Les sites français ont plus naturellement retenu notre attention.
Une intéressante analyse critique des manipulations vertébrales est
proposée sur le site de T. Boyer. Il apparaît qu’en France le
Dr Lavezarri fut le premier à se recommander de l’ostéopathie et
fonda la première école française d’enseignement des manipulations ostéo-articulaires. Le pragmatisme du Français lui permit de
s’éloigner de la philosophie originelle de l’ostéopathie pour se rapprocher d’une orthopédie médicale. Maigne reprit ce concept et
créa un enseignement réservé aux médecins, basé notamment sur la
notion du dérangement intervertébral mineur qui provoquerait une
irritation de la branche postérieure du nerf rachidien.
Cependant, une pratique plus conforme à l’esprit initial de l’ostéopathie existe également en France, comme en attestent les différents sites nationaux de sociétés d’ostéopathie et les nombreuses
pages personnelles de médecins français pratiquant l’ostéopathie.
Là encore, la publicité affleure souvent sous l’information.
Les kinésithérapeutes français revendiquent également leur investissement dans ce domaine, investissement qui serait même antérieur à
celui des médecins. Bien que, juridiquement, les kinésithérapeutes
n’aient pas le droit dans notre pays de pratiquer les manipulations
vertébrales, la consultation de plusieurs sites de kinésithérapie laisse clairement entendre que l’utilisation de ces manipulations par les
kinésithérapeutes ostéopathes français n’est pas exceptionnelle.
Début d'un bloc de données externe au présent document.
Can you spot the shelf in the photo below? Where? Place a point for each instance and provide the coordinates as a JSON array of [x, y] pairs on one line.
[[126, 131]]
Le
site du Syndicat national des masseurs kinésithérapeutes rééducateurs consacre un intéressant dossier à ce problème.
Une réflexion sur les pratiques ostéopathiques et chiropraxiques,
notamment sur les problèmes soulevés par la responsabilité juridique de la pratique de ces actes par des médecins et des non-médecins, a été conduite par une commission créée à la demande du
secrétariat d’État chargé de la Santé et de l’Action sociale en 1989,
et dirigée par le Pr Nicolas. Des extraits des réflexions de cette
commission sont disponibles sur le site “osteopathie-France.net”.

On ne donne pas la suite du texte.